Look Loy described John-Williams’ report as “window dressing” and “an attempt to confuse and distract members.” He insisted instead that he wanted a report from Castro, the project manager, with “concrete details on progress toward project completion […] and authorised payment to any contractor(s) by the Association.”

He stressed too that John-Williams should provide members with “budgets for works being conducted in Couva and the financial status of each.”

“The President must produce the information/documentation requested […] or face consequences,” wrote Look Loy, yesterday morning. “An invitation to State investigatory agencies (Fraud Squad and FIU), as well as a resort to FIFA, to come in and examine TTFA finances remain real options if he fails to do so.”

It is uncertain what the response from the majority of the TTFA’s membership will be at tomorrow’s EGM. And John-Williams’ critics are likely to come under attack tonight by I95.5FM reporter Andre Baptiste, who promised a tell-all in a two hour special between 7pm and 9pm.

I95.5FM is also a beneficiary of a mysterious contract from the TTFA president, which covered the cost of Baptiste’s travel and accommodation for international football matches over most of the past two years.

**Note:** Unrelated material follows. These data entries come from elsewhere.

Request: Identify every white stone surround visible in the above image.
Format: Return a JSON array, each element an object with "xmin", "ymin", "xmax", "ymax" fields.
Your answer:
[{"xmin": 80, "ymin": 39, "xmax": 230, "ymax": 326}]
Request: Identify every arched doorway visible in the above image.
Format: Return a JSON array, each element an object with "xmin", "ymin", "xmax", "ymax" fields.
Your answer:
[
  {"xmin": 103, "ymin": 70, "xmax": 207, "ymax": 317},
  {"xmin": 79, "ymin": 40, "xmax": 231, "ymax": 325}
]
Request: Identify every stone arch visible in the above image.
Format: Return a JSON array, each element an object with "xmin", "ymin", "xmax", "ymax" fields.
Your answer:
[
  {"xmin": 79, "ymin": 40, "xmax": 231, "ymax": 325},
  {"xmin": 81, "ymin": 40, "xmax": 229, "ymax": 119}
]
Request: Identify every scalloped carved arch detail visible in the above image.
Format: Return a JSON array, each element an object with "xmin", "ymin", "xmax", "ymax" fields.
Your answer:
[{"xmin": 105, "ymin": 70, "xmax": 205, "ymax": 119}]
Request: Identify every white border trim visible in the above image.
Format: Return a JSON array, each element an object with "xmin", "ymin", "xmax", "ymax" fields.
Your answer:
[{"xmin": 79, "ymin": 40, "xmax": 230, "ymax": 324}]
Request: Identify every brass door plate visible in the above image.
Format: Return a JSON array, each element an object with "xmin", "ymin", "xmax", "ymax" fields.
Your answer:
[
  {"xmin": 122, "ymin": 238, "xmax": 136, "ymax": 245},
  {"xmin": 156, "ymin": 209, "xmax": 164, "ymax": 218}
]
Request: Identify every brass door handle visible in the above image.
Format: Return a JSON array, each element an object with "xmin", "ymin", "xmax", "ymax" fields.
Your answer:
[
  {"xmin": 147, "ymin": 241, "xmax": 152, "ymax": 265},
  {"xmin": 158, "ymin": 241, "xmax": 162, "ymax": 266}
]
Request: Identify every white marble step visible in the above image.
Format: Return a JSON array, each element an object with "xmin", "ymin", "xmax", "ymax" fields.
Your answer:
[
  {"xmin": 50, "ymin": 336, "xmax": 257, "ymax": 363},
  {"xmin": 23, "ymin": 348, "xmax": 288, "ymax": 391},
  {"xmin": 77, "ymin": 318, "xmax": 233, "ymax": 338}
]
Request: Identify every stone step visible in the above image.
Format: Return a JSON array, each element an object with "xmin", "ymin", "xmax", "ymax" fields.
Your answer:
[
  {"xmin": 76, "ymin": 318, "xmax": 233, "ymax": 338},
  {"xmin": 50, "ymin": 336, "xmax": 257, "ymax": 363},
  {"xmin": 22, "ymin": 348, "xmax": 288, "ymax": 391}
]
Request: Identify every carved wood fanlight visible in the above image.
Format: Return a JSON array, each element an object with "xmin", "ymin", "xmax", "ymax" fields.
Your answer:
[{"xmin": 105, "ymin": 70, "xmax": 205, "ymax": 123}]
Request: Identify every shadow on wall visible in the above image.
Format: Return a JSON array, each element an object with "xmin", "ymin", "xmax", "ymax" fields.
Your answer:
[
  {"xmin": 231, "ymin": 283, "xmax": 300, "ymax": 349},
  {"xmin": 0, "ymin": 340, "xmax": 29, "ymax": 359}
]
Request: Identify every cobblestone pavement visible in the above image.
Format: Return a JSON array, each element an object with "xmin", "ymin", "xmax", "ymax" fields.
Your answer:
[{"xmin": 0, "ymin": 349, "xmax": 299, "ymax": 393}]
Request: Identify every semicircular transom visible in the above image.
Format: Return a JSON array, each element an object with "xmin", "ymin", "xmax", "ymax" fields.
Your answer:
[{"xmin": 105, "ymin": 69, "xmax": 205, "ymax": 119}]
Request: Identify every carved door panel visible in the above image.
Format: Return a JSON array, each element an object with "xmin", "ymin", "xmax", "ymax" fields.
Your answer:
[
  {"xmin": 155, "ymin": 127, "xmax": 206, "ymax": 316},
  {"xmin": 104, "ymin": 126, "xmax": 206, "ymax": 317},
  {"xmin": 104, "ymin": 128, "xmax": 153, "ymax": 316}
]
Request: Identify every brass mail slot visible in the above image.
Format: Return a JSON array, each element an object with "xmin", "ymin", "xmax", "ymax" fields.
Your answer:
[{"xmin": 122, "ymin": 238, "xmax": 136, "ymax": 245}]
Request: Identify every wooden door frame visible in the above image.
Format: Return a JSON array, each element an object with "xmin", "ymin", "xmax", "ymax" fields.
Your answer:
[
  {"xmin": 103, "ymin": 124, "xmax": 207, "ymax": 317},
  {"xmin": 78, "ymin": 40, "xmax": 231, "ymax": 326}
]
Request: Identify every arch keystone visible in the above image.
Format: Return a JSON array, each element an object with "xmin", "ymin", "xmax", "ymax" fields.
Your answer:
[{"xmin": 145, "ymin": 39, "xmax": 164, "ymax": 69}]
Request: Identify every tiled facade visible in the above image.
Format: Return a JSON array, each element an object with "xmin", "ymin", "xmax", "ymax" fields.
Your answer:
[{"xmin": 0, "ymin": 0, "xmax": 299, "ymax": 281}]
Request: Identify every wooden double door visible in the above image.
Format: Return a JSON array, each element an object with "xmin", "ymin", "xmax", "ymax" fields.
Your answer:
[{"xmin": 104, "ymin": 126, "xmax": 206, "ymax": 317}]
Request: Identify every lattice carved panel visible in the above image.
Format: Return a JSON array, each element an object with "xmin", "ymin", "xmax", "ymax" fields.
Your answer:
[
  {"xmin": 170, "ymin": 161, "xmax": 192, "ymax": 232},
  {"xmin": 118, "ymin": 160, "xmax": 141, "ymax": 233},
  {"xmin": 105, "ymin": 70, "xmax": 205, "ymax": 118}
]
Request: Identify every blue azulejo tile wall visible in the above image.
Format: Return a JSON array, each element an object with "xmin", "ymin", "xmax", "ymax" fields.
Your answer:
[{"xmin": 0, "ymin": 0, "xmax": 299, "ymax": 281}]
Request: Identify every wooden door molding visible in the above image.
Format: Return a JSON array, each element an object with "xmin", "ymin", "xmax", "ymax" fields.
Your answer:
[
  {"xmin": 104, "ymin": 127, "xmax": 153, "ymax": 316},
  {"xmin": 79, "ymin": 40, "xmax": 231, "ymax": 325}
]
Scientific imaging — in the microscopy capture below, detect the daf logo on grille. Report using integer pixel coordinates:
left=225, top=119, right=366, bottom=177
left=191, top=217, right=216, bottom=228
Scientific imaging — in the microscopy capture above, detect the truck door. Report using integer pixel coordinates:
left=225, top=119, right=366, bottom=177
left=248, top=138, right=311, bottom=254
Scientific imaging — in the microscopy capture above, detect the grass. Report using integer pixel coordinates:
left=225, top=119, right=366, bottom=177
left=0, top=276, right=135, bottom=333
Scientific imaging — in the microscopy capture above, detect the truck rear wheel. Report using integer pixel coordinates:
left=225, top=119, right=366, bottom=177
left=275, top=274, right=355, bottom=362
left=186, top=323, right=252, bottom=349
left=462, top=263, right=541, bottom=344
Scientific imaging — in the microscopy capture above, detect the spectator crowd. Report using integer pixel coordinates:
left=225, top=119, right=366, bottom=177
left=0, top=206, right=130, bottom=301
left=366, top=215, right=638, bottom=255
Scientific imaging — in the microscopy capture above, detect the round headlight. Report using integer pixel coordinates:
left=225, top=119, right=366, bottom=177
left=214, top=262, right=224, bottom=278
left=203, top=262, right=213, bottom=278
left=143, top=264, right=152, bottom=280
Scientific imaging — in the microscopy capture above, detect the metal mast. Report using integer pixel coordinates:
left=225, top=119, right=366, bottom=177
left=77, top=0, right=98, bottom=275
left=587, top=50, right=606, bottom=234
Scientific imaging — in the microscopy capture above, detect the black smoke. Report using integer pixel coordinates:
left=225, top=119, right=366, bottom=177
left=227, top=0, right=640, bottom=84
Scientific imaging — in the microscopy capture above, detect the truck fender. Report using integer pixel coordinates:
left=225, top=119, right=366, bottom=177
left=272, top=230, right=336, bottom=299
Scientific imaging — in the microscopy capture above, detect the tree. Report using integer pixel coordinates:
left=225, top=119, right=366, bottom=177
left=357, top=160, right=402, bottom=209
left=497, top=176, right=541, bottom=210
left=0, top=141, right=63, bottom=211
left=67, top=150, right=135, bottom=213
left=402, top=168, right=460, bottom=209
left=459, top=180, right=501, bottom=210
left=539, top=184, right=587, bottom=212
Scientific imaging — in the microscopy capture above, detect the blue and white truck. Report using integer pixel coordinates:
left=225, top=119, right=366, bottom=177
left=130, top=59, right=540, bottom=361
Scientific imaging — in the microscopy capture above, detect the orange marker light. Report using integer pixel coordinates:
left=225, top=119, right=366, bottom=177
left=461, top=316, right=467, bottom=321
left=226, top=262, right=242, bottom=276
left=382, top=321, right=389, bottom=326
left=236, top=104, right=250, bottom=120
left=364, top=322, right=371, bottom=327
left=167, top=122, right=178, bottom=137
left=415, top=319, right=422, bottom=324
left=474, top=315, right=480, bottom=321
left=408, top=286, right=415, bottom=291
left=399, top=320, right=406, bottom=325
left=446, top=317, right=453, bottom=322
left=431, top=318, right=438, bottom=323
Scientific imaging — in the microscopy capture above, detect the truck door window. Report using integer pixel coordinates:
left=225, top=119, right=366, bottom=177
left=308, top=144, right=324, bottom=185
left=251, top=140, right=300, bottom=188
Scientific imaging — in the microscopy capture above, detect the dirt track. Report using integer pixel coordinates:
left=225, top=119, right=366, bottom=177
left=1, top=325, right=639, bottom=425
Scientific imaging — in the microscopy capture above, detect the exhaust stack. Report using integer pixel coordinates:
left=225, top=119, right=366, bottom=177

John-Williams’ listed the TTFA’s creditors when he took office, although he did not say how much of their individual debts had been paid off.

Notably, the sixth highest name on the list is former TTFA president Raymond Tim Kee’s son, Kareem Tim Kee, who was supposedly owed just over one million dollars for graphic work done by his company, LRJ Investments.

Only Russell Latapy, Anton Corneal, Graphix Advantage, PTSC and Evan Pellerud were owed more, although Pellerud has already been paid—due to a FIFA intervention—while Graphix won a legal decision against the football body in the High Court.

Presumably, more will be said about Kareem on I95.5FM, in what might be an uncomfortable evening for his father. Tim Kee is believed to be keen on challenging John-Williams to reclaim the football presidency.